People with disabilities have long faced some of the greatest barriers to voting in our elections. From inaccessible polling places and a lack of working accessible voting machines to onerous restrictions on absentee voting, our right to the ballot has often been ignored or forgotten.

In 2020, over 11 percent of voters with disabilities reported that they faced some type of difficulty casting a ballot — more than any other group and despite expanded access to mail-in voting due to the pandemic. But instead of embracing the more accessible forms of voting that sparked record turnout, including among voters with disabilities, states have doubled down on new and more restrictive voter suppression laws.

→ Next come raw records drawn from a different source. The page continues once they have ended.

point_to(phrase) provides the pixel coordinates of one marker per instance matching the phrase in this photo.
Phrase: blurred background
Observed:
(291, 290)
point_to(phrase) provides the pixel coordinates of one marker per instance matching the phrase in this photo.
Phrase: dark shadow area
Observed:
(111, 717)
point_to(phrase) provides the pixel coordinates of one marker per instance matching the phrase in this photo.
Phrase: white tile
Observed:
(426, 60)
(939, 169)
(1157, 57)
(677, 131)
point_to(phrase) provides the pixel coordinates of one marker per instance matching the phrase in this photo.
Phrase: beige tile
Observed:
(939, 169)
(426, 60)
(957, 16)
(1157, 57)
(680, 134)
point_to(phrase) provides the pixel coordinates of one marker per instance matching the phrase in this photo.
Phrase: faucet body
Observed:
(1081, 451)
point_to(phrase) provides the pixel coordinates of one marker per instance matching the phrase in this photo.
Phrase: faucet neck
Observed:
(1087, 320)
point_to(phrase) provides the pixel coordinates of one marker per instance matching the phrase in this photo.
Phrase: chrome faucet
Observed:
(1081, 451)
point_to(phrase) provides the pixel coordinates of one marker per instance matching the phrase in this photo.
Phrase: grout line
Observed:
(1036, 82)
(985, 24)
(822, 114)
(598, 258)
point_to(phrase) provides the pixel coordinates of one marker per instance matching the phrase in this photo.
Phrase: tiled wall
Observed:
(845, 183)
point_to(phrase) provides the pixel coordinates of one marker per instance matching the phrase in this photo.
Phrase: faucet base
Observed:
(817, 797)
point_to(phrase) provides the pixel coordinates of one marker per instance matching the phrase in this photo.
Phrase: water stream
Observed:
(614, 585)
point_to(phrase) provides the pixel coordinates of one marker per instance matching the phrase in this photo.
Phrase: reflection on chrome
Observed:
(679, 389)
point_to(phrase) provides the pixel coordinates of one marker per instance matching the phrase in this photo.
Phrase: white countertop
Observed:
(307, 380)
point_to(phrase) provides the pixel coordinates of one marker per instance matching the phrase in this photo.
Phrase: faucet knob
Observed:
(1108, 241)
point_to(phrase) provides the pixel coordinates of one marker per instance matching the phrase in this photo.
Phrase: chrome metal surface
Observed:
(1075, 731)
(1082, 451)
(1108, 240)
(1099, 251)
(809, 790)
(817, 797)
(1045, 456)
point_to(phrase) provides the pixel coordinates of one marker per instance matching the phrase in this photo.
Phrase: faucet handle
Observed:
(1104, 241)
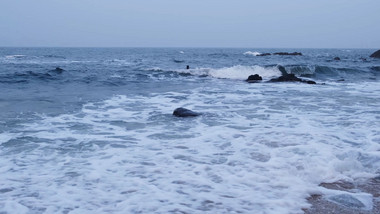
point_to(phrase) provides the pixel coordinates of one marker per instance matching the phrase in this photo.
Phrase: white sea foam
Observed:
(255, 150)
(254, 53)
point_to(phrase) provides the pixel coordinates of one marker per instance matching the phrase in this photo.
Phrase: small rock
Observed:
(254, 78)
(264, 54)
(347, 200)
(376, 54)
(183, 112)
(288, 54)
(291, 78)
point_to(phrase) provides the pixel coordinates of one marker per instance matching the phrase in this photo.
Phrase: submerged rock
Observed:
(254, 78)
(290, 78)
(288, 54)
(376, 54)
(183, 112)
(347, 200)
(264, 54)
(58, 70)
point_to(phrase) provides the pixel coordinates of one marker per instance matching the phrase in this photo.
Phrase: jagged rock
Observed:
(183, 112)
(57, 70)
(288, 54)
(347, 200)
(254, 78)
(264, 54)
(291, 78)
(376, 54)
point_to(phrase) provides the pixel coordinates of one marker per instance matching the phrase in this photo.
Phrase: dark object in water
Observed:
(264, 54)
(291, 78)
(254, 78)
(288, 54)
(376, 54)
(58, 70)
(178, 61)
(183, 112)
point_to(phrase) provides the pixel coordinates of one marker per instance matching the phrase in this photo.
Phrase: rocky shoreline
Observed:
(321, 205)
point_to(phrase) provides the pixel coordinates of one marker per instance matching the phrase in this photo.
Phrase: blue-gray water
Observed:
(99, 135)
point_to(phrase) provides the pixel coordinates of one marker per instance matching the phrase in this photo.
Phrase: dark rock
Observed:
(264, 54)
(282, 69)
(254, 78)
(58, 70)
(183, 112)
(291, 78)
(347, 200)
(376, 54)
(288, 54)
(309, 82)
(286, 78)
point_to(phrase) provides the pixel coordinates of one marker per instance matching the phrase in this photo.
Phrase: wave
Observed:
(240, 72)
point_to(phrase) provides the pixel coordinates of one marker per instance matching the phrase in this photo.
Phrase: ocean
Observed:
(91, 130)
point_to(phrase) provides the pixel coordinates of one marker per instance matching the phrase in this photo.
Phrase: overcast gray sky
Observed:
(191, 23)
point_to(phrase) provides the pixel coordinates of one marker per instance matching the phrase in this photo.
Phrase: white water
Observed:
(257, 149)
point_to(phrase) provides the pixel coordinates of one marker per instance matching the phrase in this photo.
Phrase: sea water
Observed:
(97, 134)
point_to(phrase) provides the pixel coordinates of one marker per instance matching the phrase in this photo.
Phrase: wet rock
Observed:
(286, 78)
(309, 82)
(347, 200)
(288, 54)
(58, 70)
(376, 54)
(183, 112)
(291, 78)
(264, 54)
(254, 78)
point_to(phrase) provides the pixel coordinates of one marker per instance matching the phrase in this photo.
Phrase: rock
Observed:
(264, 54)
(309, 82)
(376, 54)
(286, 78)
(58, 70)
(347, 200)
(291, 78)
(254, 78)
(288, 54)
(183, 112)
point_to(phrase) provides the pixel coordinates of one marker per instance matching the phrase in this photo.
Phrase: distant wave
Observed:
(240, 72)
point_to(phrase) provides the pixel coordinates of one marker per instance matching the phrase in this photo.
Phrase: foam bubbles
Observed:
(254, 150)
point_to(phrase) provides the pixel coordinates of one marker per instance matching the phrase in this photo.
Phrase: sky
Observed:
(191, 23)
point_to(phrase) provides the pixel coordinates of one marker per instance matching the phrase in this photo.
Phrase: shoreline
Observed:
(320, 205)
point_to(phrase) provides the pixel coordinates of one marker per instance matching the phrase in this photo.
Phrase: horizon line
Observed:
(186, 47)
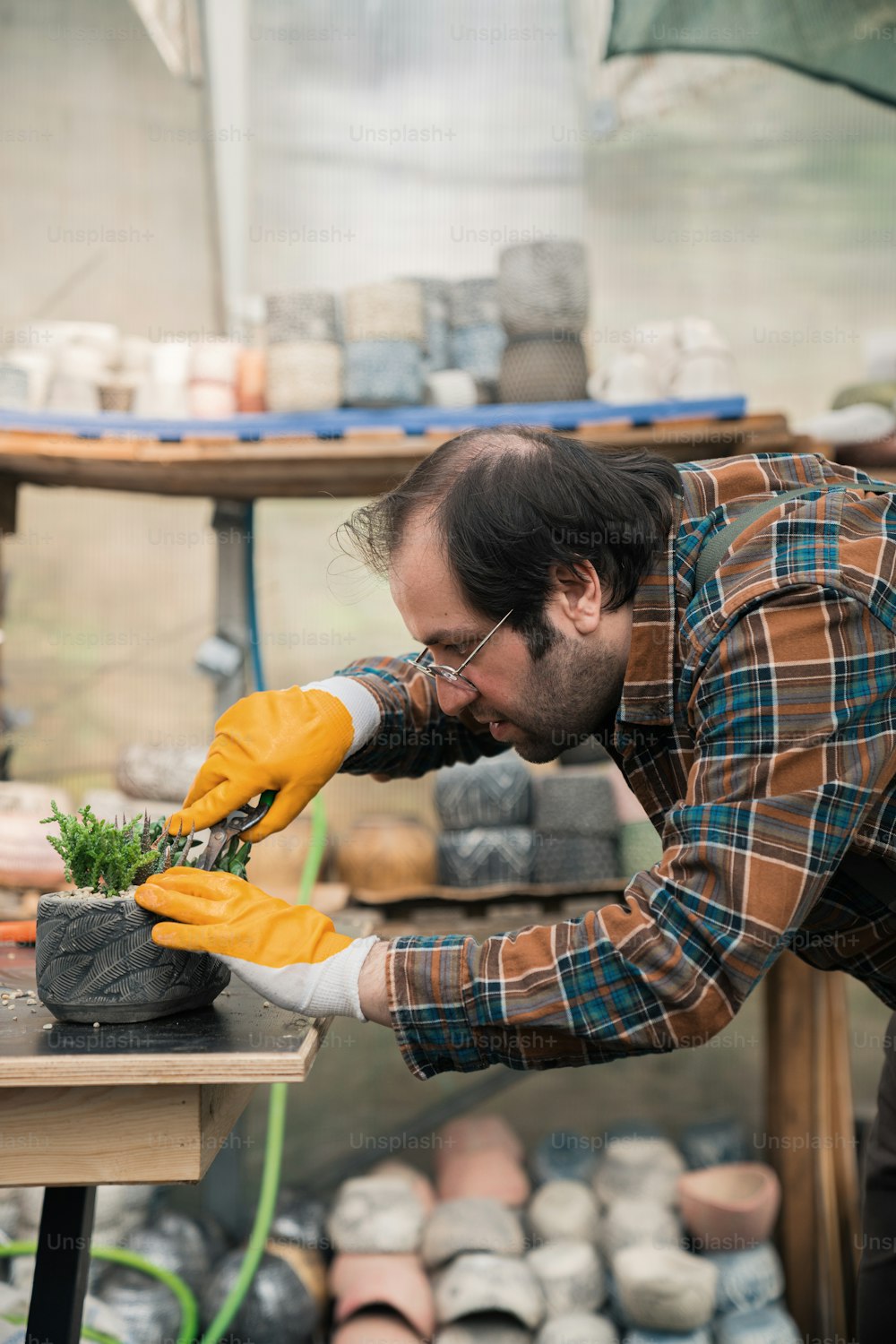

In 2021 alone, more than 400 anti-voter measures were introduced by states across the country, many of which are most burdensome to people of color and voters with disabilities. These measures run the gamut from restricting access to absentee voting, eliminating Election Day registration, and making it more difficult to vote early in person, to criminalizing the act of assisting voters with disabilities to vote. We’re challenging some of the measures that have become law in court in Georgia and Texas, where egregious restrictions illegally burden the right to vote for people with disabilities.

Whether you choose to vote in person early or on Election Day, or vote absentee, you’ll have to navigate a complex web of state and local election rules and deadlines regarding voter registration, absentee ballots, and fixing or “curing” a ballot that was rejected, often due to missing or incorrect information.